Üç CHP

Hacı Hüseyin Kılınç

Kitle partileri güçlerini koalisyon kurma becerilerinden alır. İktidarı hedefleyen bir partinin kendi geleneksel seçmen tabanının dışındaki güçlere ulaşabilmesi, ancak bu sayede mümkün olur. Koalisyon kurma ile hegemonik siyaseti birbirine karıştırmamak gerekir. Hegemonyada bir fikir veya düşüncenin buna ideolojide diyebiliriz kendi dışındakileri etrafında toplaması söz konusudur. Hegemonik siyaset toplumu belli bir fikir etrafında yeniden bir dizilime uğratır. Hegemonik siyasetin dayandığı fikirler yaygınlaşır ve alıcı bulur. Koalisyon kurmak ise bundan çok farklı bir şeydir. Koalisyona dayalı bir siyasette belirgin fikirler ve hedefler yoktur. Toplumun ne adına, kimler tarafından ve hangi hedefler için ikna edileceği soruları yanıtsız kalır. Muğlak, belirsiz, ucu açık ve pragmatik niyetler söz konusudur. Hegemonik bir siyasette fikirler daha iktidara gelmeden toplumun rızası önemli ölçüde kazanılmıştır. Sokaktaki insanın duyuş, düşünüş ve algılayışı önemli ölçüde bu fikirlerin etkisi altına girmiştir. Toplumdaki ortalamayı temsil eden ve batılıların ‘common sense’ dedikleri sağduyu artık hegemonik fikrin cazibesi altındadır. Toplumda bir karşılık edinen ve tutunan fikirler arkasına aldığı güçlerin desteği ile iktidarı almaya doğru ilerler.

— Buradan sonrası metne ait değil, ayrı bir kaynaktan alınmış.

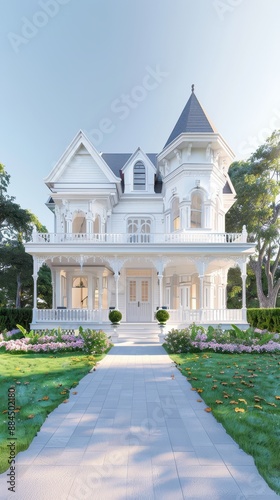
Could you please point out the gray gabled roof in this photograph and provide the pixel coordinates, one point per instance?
(116, 161)
(193, 119)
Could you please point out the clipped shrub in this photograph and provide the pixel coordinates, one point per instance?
(265, 319)
(115, 316)
(95, 341)
(162, 316)
(9, 318)
(177, 341)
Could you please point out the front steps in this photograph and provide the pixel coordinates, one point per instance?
(138, 332)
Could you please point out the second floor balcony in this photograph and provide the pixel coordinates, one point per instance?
(183, 237)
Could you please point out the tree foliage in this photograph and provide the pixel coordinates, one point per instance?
(257, 206)
(16, 266)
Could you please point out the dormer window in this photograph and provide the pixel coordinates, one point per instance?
(139, 177)
(196, 210)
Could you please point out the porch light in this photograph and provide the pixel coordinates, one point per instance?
(80, 285)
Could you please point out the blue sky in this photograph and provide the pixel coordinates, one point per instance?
(122, 70)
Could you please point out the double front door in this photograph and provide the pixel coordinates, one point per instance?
(139, 306)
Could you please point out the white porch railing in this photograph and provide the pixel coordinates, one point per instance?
(69, 315)
(206, 316)
(145, 238)
(177, 316)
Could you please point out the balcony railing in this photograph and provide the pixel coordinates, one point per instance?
(139, 239)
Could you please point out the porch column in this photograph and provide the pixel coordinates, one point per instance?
(53, 288)
(68, 219)
(160, 276)
(89, 220)
(100, 295)
(35, 277)
(57, 289)
(244, 277)
(69, 290)
(117, 277)
(90, 292)
(201, 302)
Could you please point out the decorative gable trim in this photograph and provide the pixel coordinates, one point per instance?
(139, 155)
(79, 141)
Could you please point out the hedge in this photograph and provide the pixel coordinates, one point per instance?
(265, 319)
(9, 318)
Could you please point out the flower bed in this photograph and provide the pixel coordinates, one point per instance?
(196, 338)
(90, 341)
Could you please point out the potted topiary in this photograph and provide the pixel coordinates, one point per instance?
(115, 316)
(162, 316)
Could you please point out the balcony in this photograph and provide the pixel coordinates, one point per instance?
(139, 239)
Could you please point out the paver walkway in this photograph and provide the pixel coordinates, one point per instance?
(134, 430)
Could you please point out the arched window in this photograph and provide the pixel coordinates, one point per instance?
(175, 215)
(97, 225)
(139, 177)
(139, 230)
(79, 224)
(196, 210)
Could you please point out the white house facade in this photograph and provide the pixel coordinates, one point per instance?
(137, 232)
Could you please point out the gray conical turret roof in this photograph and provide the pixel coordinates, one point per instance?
(193, 119)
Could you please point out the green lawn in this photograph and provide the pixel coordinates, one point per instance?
(243, 393)
(42, 382)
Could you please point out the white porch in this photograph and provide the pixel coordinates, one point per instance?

Hegemonik olarak gözüken siyasetlerin kudreti yanıltıcı olabilir. Çünkü hegemonik siyaset toplumun karşısına yeni fikirlerle çıkar ve yeni bir kuruluşa davet eder. Zor elbette hegemonya süreçlerine eşlik eder, ama asıl olan fikrin gücü, cazibesidir. Salt zor ile ayakta kalmaya çalışan siyasetler hegemonik yönlerini kaybetmiştir. Fikrin artık toplumda bir albenisi, çekiciliği kalmamıştır. Koalisyon siyasetleri ya geçici işbirlikleri için ya da bir musibeti defetmek için bir araya gelir. Türkiye’de çok partili hayatın başlangıcından bu yana iş başına gelen iktidarlar içinde hegemonya kurma kabiliyetine en yakın parti AKP olmuştu. Uzun iktidarının sırrını da burada aramak gerekiyor. Ama o bile epey bir süre önce bu özelliğini yitirdi ve ancak günübirlik ataklarla iktidarını sürdürme noktasına geldi. İktidarını sürdürmesindeki esaslı amil zoru örgütlemesi ve karşısındaki güçlerin yetersizliğiydi. AKP’nin çizdiği sınırlar içerisinde bir siyasete rıza göstermek muhalefetin asıl açmazıydı. Oyunu onun kurduğu şartlarda oynamayı kabul ettiği müddetçe de başarılı olma şansı yoktu.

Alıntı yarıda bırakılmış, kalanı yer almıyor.